The main elements of this screen are as follows:
Name and Model Path: allows you to specify a unique name and path to store your model. PerceptiLabs will generate a sub directory in the model's location using the specified model name. The model will be saved to a model.json file within that directory every time you save the model.
Epochs: sets the number of epochs to perform. One epoch corresponds to the number of iterations it takes to go through the entire dataset one time. The higher the number, the better the model will learn your training data. Note that training too long may overfit your model to your training data.
Batch size: the number of samples that the algorithm should train on at a time, before updating the weights in the model. Higher values will speed up the training and may make your model generalize better. However, too high of values may prevent your model from learning the data.
Loss: specifies which loss function to apply.
Learning rate: sets the learning rate for the algorithm. The value must be between 0 and 1 (default is 0.001). The higher the value, the quicker your model will learn. If the value is too high, training can skip over good local minimas. If the value is too low, training can get stuck in a poor local minima.
Save checkpoint every epoch: when enabled, saves a training checkpoint every epoch.
Optimizer: specifies which optimizer algorithm to use for the model. The optimizer continually tries new weights and biases during training until it reaches its goal of finding the optimal values for the model to make accurate predictions. Optimizers available in PerceptiLabs' Training components include: ADAM, Stochastic gradient descent (SGD), Adagrad, Momentum, and RMSprop.

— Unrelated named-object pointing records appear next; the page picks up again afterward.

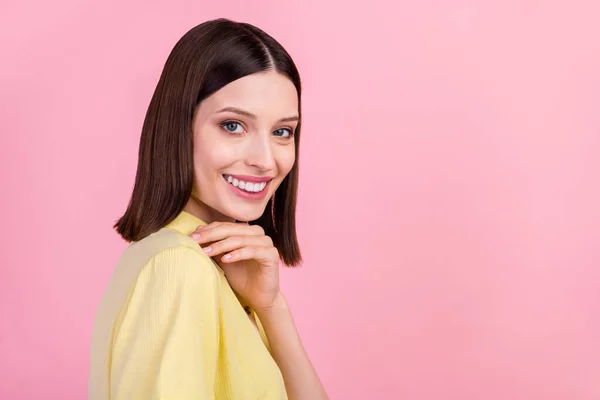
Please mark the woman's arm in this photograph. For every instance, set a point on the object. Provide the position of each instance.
(301, 380)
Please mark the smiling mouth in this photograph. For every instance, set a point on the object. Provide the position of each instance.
(249, 187)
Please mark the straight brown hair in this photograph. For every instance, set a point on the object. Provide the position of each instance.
(208, 57)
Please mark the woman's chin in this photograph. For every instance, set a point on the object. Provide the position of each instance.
(247, 216)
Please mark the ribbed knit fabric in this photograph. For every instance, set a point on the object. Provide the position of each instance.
(169, 326)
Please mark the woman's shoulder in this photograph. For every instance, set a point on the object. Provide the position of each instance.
(164, 249)
(164, 240)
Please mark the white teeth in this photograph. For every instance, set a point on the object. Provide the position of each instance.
(247, 186)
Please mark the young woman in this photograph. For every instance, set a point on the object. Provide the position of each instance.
(194, 309)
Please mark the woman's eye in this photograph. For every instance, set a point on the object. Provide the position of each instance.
(232, 127)
(283, 132)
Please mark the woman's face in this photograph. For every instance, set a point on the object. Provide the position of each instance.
(243, 147)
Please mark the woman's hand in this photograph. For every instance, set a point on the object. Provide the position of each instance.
(248, 257)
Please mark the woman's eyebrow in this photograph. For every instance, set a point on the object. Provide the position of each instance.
(250, 115)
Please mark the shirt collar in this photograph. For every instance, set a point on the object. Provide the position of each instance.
(186, 223)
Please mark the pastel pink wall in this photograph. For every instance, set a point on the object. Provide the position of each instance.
(450, 188)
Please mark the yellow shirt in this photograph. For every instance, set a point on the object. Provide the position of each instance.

Beta1: optimizer-specific parameter. See the TensorFlow Optimizers page for optimizer-specific definitions.
Beta2: optimizer-specific parameter. See the TensorFlow Optimizers page for optimizer-specific definitions.
Shuffle: randomizes the order to train the data on, to make the model more robust.
After configuring these settings click one of the following:
Run model: starts training the model and displays the Statistics View where you can see how training is progressing.
Customize: displays the Modeling Tool where you can view and edit the model's architecture.
The following loss functions are available in the Model Training Settings popup:
Cross entropy: Cross-entropy loss, or log loss, measures the performance of a classification model whose output is a probability value between 0 and 1. Cross-entropy loss increases as the predicted probability diverges from the actual label. So predicting a probability of .012 when the actual observation label is 1 would be bad and result in a high loss value. A perfect model would have a log loss of 0. See https://ml-cheatsheet.readthedocs.io/en/latest/loss_functions.html for more information.
Quadratic: Also known as Mean Squared Error, is often used for regression tasks where the loss is based on the mean squared difference between the predicted value(s) and the label(s)
Dice: Dice loss is often used for binary segmentation tasks, where it measures how much the items/objects in the image overlap. This is useful compared to pixel accuracy as it then becomes robust to class imbalance in cases where the objects you are trying to segment are over or under represented compared to the background. PerceptiLabs automatically ignores the background channel when using the Dice loss for this exact reason.